Bereuen Sie, dass Sie nicht schon als junge Männer studiert haben?
Zimmerli: Ich hätte in jungen Jahren gerne die Dolmetscherschule besucht, weil ich sprachinteressiert war. Aber das lag finanziell nicht drin. Zudem hätte ich nach Genf ziehen müssen – das kam nicht infrage. Überdies haben die wenigsten meiner ehemaligen Mitschüler eine akademische Laufbahn hingelegt. Heutzutage gibt es diesbezüglich mehr Möglichkeiten.

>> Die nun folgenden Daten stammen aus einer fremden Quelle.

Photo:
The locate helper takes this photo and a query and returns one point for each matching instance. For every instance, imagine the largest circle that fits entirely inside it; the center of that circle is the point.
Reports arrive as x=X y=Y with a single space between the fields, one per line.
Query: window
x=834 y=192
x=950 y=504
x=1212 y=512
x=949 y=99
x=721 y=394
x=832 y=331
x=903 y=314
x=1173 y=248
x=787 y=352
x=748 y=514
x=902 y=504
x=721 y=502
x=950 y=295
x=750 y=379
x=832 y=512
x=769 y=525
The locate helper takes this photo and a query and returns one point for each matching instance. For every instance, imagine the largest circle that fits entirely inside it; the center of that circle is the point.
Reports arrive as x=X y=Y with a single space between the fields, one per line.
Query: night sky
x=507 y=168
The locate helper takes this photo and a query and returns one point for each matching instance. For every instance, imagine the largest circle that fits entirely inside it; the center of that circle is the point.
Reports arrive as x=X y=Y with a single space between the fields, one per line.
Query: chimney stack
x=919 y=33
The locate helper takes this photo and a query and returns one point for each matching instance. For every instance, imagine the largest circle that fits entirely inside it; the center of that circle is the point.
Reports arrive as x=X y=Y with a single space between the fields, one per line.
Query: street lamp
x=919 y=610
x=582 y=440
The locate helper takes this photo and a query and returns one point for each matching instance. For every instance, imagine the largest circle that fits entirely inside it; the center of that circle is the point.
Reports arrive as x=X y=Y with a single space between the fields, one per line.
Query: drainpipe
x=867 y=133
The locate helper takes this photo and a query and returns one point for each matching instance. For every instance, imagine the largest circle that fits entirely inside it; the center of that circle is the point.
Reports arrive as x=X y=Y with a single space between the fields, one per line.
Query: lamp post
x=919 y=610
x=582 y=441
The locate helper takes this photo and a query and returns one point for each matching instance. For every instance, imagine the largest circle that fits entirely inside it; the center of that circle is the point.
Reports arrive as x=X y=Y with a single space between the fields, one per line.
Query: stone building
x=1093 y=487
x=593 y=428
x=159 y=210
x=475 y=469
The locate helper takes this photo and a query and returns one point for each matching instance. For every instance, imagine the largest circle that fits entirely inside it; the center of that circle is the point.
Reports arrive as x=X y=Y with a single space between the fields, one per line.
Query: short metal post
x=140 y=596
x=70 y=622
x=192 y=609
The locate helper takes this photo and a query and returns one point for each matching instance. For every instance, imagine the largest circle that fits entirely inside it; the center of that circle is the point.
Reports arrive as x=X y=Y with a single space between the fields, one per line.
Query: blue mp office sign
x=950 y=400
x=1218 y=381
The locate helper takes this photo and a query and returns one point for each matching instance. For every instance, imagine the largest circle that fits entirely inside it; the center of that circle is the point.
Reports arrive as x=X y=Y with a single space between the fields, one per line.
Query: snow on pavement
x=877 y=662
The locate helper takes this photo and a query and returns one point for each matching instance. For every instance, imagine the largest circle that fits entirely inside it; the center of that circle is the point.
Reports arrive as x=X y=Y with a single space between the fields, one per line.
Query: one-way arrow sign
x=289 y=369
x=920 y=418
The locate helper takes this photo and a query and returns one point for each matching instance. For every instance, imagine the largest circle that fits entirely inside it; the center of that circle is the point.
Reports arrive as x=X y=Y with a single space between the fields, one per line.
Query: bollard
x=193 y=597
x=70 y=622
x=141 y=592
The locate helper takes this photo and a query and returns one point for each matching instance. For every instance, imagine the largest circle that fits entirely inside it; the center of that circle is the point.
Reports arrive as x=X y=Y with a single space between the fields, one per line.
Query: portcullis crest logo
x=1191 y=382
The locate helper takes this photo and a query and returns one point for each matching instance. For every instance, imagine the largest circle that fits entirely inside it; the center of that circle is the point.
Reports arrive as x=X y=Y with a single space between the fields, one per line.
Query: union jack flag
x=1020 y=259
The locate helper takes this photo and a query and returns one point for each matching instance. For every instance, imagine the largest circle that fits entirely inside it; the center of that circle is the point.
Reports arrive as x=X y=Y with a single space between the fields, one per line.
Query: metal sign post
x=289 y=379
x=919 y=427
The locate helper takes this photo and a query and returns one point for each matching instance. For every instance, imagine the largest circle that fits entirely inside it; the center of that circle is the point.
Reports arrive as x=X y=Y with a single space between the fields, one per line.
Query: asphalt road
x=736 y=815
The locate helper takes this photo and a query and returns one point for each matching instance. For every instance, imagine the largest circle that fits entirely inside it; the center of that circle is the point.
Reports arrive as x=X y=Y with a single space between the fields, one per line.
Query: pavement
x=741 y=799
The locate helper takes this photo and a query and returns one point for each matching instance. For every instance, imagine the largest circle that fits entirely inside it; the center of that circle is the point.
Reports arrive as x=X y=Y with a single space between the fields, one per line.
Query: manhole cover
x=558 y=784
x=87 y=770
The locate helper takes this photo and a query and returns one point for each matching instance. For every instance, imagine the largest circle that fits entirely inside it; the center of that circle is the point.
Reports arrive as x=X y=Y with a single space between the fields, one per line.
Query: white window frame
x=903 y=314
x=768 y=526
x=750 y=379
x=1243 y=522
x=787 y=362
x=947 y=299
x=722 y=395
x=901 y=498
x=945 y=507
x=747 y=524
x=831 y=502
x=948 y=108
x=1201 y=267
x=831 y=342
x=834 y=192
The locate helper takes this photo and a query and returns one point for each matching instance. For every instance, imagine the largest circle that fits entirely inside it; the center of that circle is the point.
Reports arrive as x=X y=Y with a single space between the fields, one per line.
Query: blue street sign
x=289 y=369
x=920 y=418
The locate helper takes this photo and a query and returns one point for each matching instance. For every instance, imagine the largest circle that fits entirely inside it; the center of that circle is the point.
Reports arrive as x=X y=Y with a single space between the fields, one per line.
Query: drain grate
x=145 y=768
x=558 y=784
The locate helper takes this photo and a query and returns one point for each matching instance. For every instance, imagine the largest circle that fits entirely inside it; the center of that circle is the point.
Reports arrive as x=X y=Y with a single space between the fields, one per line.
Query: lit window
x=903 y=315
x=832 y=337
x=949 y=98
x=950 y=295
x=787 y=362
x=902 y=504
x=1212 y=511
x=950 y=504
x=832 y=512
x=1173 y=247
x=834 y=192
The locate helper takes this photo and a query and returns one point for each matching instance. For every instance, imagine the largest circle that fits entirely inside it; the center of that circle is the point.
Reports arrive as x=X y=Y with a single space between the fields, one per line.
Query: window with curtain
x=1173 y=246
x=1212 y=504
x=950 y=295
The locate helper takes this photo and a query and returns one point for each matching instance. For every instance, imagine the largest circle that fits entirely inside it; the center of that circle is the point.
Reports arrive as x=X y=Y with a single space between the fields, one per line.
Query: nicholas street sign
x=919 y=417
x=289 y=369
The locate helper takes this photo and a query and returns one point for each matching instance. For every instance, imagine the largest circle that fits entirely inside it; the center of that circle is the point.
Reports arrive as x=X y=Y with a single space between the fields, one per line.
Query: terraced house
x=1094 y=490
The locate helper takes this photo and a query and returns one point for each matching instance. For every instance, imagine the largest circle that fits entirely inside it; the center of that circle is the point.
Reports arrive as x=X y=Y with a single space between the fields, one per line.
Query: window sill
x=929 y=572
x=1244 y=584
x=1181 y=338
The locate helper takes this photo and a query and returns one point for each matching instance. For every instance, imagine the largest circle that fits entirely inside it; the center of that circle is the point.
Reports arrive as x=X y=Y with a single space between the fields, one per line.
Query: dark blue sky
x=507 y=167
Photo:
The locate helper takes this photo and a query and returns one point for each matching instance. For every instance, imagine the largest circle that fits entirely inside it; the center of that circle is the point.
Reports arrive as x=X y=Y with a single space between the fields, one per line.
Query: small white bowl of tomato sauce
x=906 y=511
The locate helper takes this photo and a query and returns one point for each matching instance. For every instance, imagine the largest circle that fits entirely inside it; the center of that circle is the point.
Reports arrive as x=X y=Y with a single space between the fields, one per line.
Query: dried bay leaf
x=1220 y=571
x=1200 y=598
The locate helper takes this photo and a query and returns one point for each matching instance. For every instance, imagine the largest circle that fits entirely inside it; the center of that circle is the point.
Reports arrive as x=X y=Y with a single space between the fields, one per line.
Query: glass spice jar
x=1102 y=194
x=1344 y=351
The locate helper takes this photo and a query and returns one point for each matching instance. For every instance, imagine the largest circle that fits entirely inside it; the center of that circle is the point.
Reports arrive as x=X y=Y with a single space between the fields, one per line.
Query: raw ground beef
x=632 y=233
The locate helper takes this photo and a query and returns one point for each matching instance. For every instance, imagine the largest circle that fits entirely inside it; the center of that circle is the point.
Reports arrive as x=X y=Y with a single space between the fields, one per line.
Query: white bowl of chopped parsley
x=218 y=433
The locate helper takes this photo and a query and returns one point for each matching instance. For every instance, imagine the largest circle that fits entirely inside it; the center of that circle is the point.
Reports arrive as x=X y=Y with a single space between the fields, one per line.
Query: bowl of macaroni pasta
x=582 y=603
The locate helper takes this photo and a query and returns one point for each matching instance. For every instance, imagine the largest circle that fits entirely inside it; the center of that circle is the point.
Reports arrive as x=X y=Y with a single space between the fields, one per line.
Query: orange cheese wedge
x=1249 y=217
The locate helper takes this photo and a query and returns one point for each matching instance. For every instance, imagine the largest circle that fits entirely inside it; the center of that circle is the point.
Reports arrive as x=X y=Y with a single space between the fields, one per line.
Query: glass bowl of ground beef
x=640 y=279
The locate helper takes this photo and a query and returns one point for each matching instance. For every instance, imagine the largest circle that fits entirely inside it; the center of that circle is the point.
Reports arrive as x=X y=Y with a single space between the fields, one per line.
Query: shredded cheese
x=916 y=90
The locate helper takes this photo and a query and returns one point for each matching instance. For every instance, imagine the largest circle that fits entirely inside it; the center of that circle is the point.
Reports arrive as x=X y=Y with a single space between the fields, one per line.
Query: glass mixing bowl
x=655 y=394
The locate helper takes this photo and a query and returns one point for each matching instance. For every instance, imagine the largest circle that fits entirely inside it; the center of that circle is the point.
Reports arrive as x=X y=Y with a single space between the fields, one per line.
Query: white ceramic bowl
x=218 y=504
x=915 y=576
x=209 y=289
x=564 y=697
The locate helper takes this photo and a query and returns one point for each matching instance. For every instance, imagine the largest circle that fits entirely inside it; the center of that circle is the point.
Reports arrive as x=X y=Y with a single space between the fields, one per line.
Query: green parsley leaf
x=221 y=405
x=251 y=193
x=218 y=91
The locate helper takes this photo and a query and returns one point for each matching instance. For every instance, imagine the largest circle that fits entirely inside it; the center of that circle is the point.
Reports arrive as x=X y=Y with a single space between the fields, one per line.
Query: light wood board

Soltermann: Schon in meiner Lehrzeit als Zimmermann war für mich klar: Ich will eine Weiterbildung machen. An die Universität zu gehen war jedoch keine Option. Das lag für mich bildungsmässig gar nicht drin. Nach einer Zimmermannlehre wäre das wohl auch nicht möglich gewesen, bereits in der Bauführerschule musste man hart krampfen, damit man in der Mathematik mitkam. Eine Erwachsenenmatura hat es meines Wissens damals, bei meinem Lehrabschluss 1958, auch gar noch nicht gegeben. Es ist gut, wie es ist. Ich konnte eine ansprechende Weiterbildung machen, ich war so weit erfolgreich. Ich bereue nichts.
Kann man das, was Sie machen, mit dem Studentenleben eines jungen Menschen vergleichen?
Zimmerli: Nein, ich glaube nicht. Jedenfalls schätzen viele Referentinnen und Referenten, dass wir viel aufmerksamer zuhören als junge Studierende. Bei uns sitzen wirklich alle «mucksmüslistill», bis der Vortrag zu Ende ist. Bei den Jungen ist dies nicht immer der Fall.
Soltermann: Wir sind natürlich auch keine eingeschworene Gemeinschaft, sondern jeder ist eher für sich. Manchmal trifft man sich aber am Bahnhof und nimmt gemeinsam den Weg zur Uni auf sich – das schätze ich sehr.